A security researcher from RipsTech, have uncovered a critical Remote Code Execution bug on WordPress CMS that affects all previous versions of WordPress content management software released in the past 6 years.
The blog post RipsTech showed that this bug can be exploited by the attacker with at least author privilege on the target WordPress by the chaining the two vulnerabilities - Path Transversal and Local File Inclusion, that resides on the WordPress core to gain the code execution on the server.
Furthermore, Simon Scannell from RipsTech noted that the code execution attack became non-exploitable in WordPress versions 4.9.9 and 5.0.1 after patch for another vulnerability was introduced which prevented unauthorized users from setting arbitrary Post Meta entries. But the Path Transversal bug is still unpatched.
On Wordpress, low privilege users (Author) modify any entries associated with an Image and set them to arbitrary values, where Post Meta entries will be overwritten which will lead to a Path Traversal later.

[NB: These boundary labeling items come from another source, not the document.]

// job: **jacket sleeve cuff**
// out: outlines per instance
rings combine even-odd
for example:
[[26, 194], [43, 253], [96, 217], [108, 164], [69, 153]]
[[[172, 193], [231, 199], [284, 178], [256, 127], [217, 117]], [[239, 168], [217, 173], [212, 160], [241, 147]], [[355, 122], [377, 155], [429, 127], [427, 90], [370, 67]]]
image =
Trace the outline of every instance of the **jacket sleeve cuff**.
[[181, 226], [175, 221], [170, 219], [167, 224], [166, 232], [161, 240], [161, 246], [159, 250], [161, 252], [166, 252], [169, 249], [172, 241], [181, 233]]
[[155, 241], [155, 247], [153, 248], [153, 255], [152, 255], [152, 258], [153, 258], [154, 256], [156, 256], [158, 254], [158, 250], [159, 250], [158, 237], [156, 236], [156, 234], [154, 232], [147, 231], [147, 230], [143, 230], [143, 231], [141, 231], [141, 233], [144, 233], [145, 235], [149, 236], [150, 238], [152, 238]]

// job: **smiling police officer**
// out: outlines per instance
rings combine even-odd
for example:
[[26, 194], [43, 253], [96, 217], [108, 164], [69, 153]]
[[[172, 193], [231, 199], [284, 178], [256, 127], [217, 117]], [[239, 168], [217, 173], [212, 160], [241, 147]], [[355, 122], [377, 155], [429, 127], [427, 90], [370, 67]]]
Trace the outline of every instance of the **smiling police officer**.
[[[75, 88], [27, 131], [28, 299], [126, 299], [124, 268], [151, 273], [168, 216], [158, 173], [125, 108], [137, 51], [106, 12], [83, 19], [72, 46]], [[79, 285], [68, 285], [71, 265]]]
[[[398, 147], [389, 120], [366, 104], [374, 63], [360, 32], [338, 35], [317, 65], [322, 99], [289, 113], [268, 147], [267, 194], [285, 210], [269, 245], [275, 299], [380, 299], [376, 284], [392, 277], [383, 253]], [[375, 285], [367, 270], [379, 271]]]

The idea is to set _wp_attached_file to evil.jpg?shell.php, which would lead to a HTTP request being made to the following URL: https://targetserver.com/wp-content/uploads/evil.jpg?shell.php. This request would return a valid image file, since everything after the ? is ignored in this context. The resulting filename would be evil.jpg?shell.php.The researcher also shares the video demonstrating the vulnerabilities with the author privileged users.
The vulnerabilities have been reported to WordPress Security team via Hackerone, and they have half fixed it. The complete fix will be addressed on the next release of WordPress.